# Our Crew (pic Heavy)



## LGibbs1372 (Jun 15, 2016)

I was asked on another thread to post the Schwinns we've got thus far and here they are! There's still a few bikes the storage garage has held captive but hopefully we'll find them one day. As always, any info is appreciated even if I know about it already!  

(Forgive the grass and weeds, most of the pix they're in were taken right outside of the storage garage that sits at one of the rentals and the renters had just got back from vacation) 





1968 Varsity (LD18370) 



 
Breeze (Need to get this out and look at the serial #)



 
1964 Corvette (G422744) 
Dad's in the process of cleaning this up and finding the missing pieces. 



 
Suburban (FR523118) 
Dad's pretty sure he bought this for mom in the 80s but I haven't found where to run the serial yet.



 
1964 Racer (H486644)
My new toy! Check out that sweet tube lol



 
Early 90s Cruiser?
A gift from my dad to my husband. 




1957 Flying Star with unknown pieces (C14626)  
Thanks to my fellow forum dwellers for helping me figure out what this junker probably is!



 
1961 Spitfire (B121988)
We're thinking about doing a factory restore to this one of these days but we're going to start with the ladies bikes first.


----------



## CrazyDave (Jun 15, 2016)

Oh jeez, you have it bad!  Start clearing all the area in the garage, basement, and wherever you can find.      You'll be surrounded in no time! Congratulations on your new hobby and finds!


----------



## GTs58 (Jun 15, 2016)

Looks like you have a lot of work a head of you. 

JFYI, Schwinn started stamping the final build dates on the headbadges next to the I in 1976. That Suburban would most likely have a stamped headbadge. First three numbers are the day of the year and the last is the last digit of the year.  1237, 123rd day of 1977.


----------



## frankster41 (Jun 16, 2016)

Great to see some younger collectors out there.


----------



## the tinker (Jun 16, 2016)

Great start to a rewarding hobby, If you are able to, drive up to Illinois on Saturday and attend the "Blue Moon" bike show and swap.  Depart  your place no later than 0500 so you can get there early and leave by noon if you can drag yourself away. 
You think you have the bike bug now...... you ain't seen nothin' yet.


----------



## momo608 (Jun 16, 2016)

If I may make a suggestion, do the simplest and best bike first. A basic grease job and a good cleaning. Fresh SOS pads on the chrome and wash and wax the paint. Lots of newbies lose interest on projects when the complications start and the project inevitably ends up as a pile of parts never to be put back together. Don't waste time taking progress photos, just get through it. Do that after you get at least one in the done column.


----------



## prairieschooner (Jun 16, 2016)

...but you may want to save the rarest or most valuable for after you get a little experience behind you. Would be a shame to ruin a nice bike in the learning process.


----------



## LGibbs1372 (Jun 19, 2016)

Thanks for the advice guys! I've been working on cleaning up the Flying Star since I've got a soft spot for lady bikes, it'll end up as a custom bike, I've already got a few basic ideas in mind. 

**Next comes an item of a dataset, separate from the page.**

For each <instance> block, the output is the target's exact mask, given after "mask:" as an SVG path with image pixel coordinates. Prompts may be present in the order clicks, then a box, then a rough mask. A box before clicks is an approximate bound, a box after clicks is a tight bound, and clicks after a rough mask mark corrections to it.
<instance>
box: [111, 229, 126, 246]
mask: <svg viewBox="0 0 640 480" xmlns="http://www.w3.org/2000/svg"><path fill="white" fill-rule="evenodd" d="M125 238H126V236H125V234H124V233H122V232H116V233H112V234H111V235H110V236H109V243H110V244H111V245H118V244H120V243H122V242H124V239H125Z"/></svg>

Oh man, I've been noticing ever bike in every yard and the location of all flea markets and auctions! I've gotta remember to buy just what I like, not what's there lol.


----------



## CrazyDave (Jun 19, 2016)

More dog, less schwinns! Muwhahaha....Seriously though, great to see ya finnding all these and breathing life back into em!  Good for you! Tons of fun too, most of it is in the hunt for me and the first ride after ya get one done.


----------



## juanitasmith13 (Jun 19, 2016)

Looks like a 'large' badge on your spit fire... which should mean 1960 or before... I did NOT run your ser... no., tho. Just passing on my thot.


----------



## LGibbs1372 (Jun 19, 2016)

Schwinn for people...



 
Dog for Dave! She likes bikes so she counts 

The pic of the bike is from about a week ago, I got curious about what it looked like under the paint and have been stripping it off. It's been a busy few weeks and the weather has been disagreeable so no sandblasting yet.


----------



## CrazyDave (Jun 19, 2016)

Awwwww again.  Hehehe, thanks! Love me some doggers!


----------



## LGibbs1372 (Jun 19, 2016)

No problem! She's my baby, the other dogs that usually appear in my pix belong to my parents.


----------



## Metacortex (Jun 19, 2016)

LGibbs1372 said:


> View attachment 329404
> 1968 Varsity (LD18370)



I thought you might want to know that your Sierra Brown Varsity was actually built in 1969, the first year for Sierra Brown on that model plus also the first year for the brake extension (aka "safety") levers. The serial numbers can be misleading since the dropout (or headtube) was stamped with the number before it was even welded into the frame. As such serial numbers often pre-date actual bike build dates by one to several months or more.


----------